D'un côté, le message culture établit les garde-fous pour tous ces domaines et, de l’autre, sont discutées les finances effectives. Les créateurs musicaux sont donc directement concernés à divers titres.
Quelles sont les bases du message culture ?
Le message culture repose sur trois axes d'action : la « participation culturelle », la « cohésion sociale » et enfin la « création et l’innovation ». En d'autres termes, il s'agit de promouvoir l'accès à la culture, la culture en tant que moyen de cohésion sociale ainsi que des projets et des travaux concrets. En outre, la politique culturelle doit être mesurée à l'aune de la prise en compte des "méga-tendances" dans lesquelles le Conseil fédéral voit les principaux moteurs du changement social : mondialisation, numérisation, changement démographique, urbanisation et individualisation. Ce message a été déterminé en tant que deuxième message culture 2016-20 et la Confédération souhaite maintenant s'y tenir. Le projet du message suivant repose donc sur la continuité conceptuelle et s'adresse au Parlement pour une augmentation du budget.

Quel est l‘apport du nouveau message culture ?
En comparaison avec son prédécesseur, le nouveau message culture ne propose pas de réels changements mais définit des priorités pour un futur développement. SONART appuie bon nombre d'entre elles mais il y a des domaines où nous avons encore des réserves et l'espoir d’y voir des améliorations :
·        des sommes importantes sont prévues pour des travaux complémentaires dans le domaine de la musique et de l'éducation. Même si l'on peut s’interroger sur le fait que le budget de la culture ait à financer des obligations éducatives, nous considérons également la promotion des jeunes talents comme une tâche importante. Mais, même si le Parlement s’exprime moins en termes financiers, nous pensons que ces impératifs éducatifs ne devraient pas se faire au détriment de la promotion de la culture ;
·        nous sommes également critiques à l'égard de l'extension constante des obligations de l’OFC dans les domaines socioculturels, non pas parce qu'elles ne seraient pas importantes, mais parce qu'elles ne devraient pas se faire au détriment d'un soutien concret au travail de création ;
·        la Confédération reconnaît l'importance du journalisme culturel et entend le promouvoir de plus en plus.

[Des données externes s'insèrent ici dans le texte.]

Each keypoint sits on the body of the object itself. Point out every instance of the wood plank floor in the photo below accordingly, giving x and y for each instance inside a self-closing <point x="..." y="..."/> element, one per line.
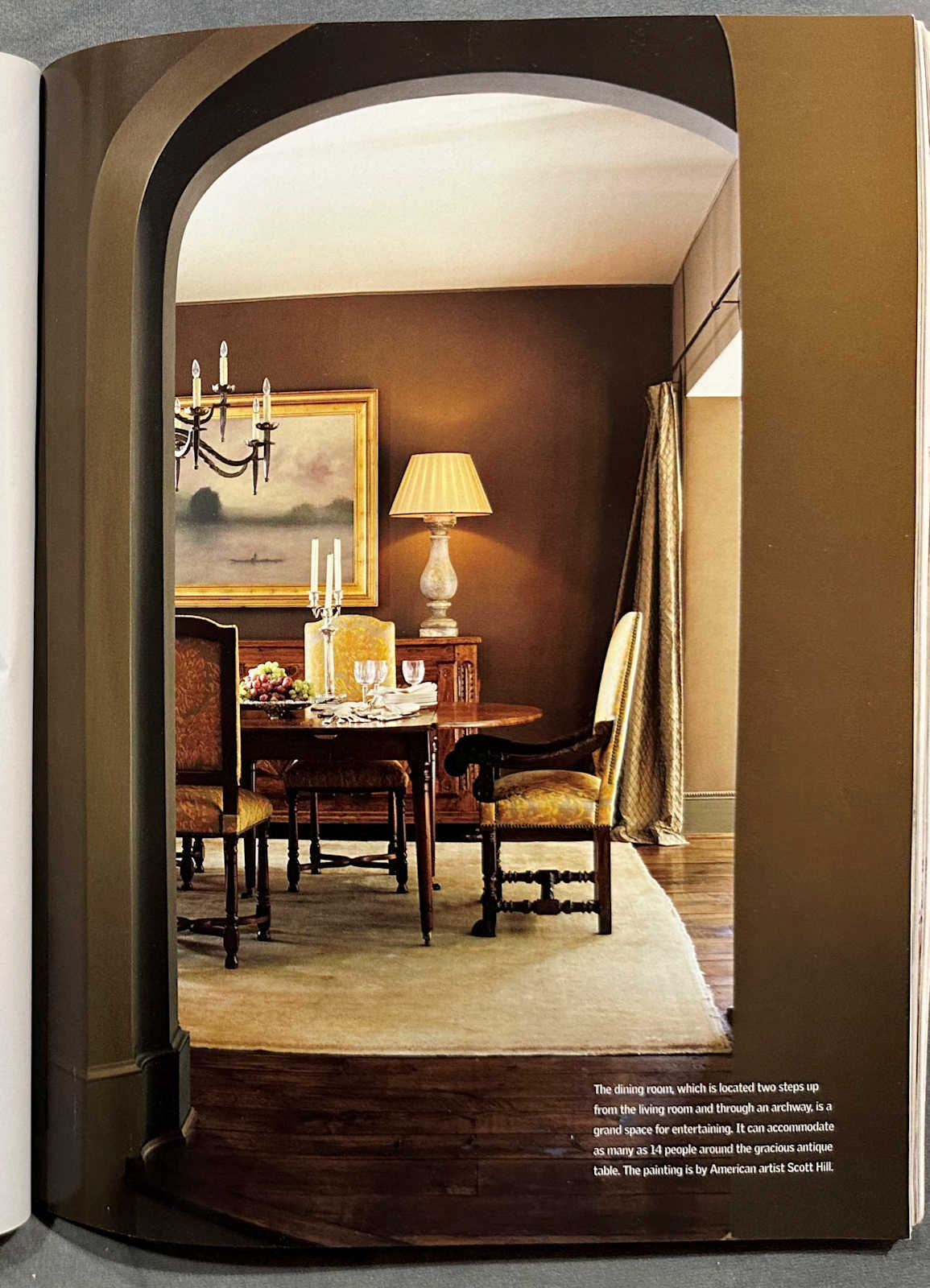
<point x="698" y="880"/>
<point x="376" y="1152"/>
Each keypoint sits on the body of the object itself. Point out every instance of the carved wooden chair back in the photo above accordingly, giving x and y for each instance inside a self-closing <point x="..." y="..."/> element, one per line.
<point x="206" y="706"/>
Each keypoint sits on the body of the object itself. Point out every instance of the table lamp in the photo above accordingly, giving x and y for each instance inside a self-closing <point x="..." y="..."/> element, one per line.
<point x="440" y="487"/>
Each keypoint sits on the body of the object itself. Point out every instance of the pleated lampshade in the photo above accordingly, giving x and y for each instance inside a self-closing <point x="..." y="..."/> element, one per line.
<point x="440" y="483"/>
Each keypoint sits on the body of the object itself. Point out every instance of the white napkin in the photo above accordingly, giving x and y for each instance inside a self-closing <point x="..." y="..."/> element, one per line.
<point x="357" y="712"/>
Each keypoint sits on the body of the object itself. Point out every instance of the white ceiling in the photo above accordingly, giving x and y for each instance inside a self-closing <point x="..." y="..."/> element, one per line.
<point x="457" y="192"/>
<point x="724" y="378"/>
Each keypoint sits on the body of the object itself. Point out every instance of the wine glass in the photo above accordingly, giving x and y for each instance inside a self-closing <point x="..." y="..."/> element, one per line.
<point x="414" y="673"/>
<point x="380" y="674"/>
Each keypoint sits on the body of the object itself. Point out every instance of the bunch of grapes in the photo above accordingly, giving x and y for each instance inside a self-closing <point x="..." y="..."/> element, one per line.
<point x="271" y="683"/>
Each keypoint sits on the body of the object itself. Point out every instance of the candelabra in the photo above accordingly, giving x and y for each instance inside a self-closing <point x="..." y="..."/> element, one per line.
<point x="328" y="615"/>
<point x="189" y="425"/>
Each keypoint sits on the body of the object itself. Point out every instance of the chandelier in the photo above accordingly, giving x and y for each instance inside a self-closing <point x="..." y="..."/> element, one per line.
<point x="189" y="425"/>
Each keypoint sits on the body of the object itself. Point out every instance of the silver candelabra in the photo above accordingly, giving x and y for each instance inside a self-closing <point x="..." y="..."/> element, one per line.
<point x="328" y="615"/>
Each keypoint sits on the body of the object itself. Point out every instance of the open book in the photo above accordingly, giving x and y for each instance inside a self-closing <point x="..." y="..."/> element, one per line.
<point x="643" y="304"/>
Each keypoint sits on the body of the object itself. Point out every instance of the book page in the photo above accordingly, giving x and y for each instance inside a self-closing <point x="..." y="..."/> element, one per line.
<point x="19" y="84"/>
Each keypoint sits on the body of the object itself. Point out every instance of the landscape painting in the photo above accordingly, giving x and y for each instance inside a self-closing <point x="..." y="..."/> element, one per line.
<point x="234" y="547"/>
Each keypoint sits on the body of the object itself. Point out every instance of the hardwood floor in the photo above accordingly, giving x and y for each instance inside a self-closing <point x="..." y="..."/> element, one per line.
<point x="376" y="1152"/>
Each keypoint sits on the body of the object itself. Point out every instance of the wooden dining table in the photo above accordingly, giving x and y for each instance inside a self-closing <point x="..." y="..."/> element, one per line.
<point x="307" y="734"/>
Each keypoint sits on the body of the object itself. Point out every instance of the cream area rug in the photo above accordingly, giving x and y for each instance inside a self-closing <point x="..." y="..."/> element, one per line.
<point x="347" y="972"/>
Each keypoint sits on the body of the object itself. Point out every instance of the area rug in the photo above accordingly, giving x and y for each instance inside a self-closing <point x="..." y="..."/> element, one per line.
<point x="347" y="972"/>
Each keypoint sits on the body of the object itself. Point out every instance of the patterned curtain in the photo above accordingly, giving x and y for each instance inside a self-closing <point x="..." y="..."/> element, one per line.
<point x="651" y="803"/>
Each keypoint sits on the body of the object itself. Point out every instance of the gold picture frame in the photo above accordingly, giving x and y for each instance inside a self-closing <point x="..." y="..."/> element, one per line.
<point x="321" y="485"/>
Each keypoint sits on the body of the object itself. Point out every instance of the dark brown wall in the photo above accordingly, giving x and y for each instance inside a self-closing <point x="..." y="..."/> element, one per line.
<point x="545" y="388"/>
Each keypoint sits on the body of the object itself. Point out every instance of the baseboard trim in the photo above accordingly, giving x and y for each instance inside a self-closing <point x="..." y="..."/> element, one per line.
<point x="709" y="813"/>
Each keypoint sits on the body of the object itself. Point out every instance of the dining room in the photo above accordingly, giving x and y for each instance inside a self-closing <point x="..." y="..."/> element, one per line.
<point x="431" y="380"/>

Cependant, les plans restent très vagues et, dans la mise en œuvre du dernier message, Dissonanz, l'un des rares magazines musicaux de référence, a été sacrifié. Cela impose des plans concrets et durables ;
·        selon nous, les priorités de Pro Helvetia dans le domaine musical (promotion des échanges internationaux et de projets, aide à l'emploi) reçoivent notre adhésion. Néanmoins, nous souhaiterions, dans le futur, être associé·e·s de manière plus étroite à l'élaboration de mesures concrètes, en particulier dans le cadre de la promotion des échanges internationaux. Pour cela, nous offrons une collaboration plus étroite.
Pour les musicien·en·s actif·ve·s en Suisse, l'enjeu de ce projet de consultation est donc de taille. Prix de musique, journalisme musical, promotions des talents et musicale, bourses et, enfin et surtout, fonctionner en tant que soutien aux associations de professionnels et d'amateurs qui font le lien entre les scènes et la politique, rôle que nous remplissons volontiers et toujours avec le souhait de pouvoir apporter une contribution qui permette à nos membres de pouvoir se concentrer pleinement sur leur travail créatif dans de bonnes conditions cadres.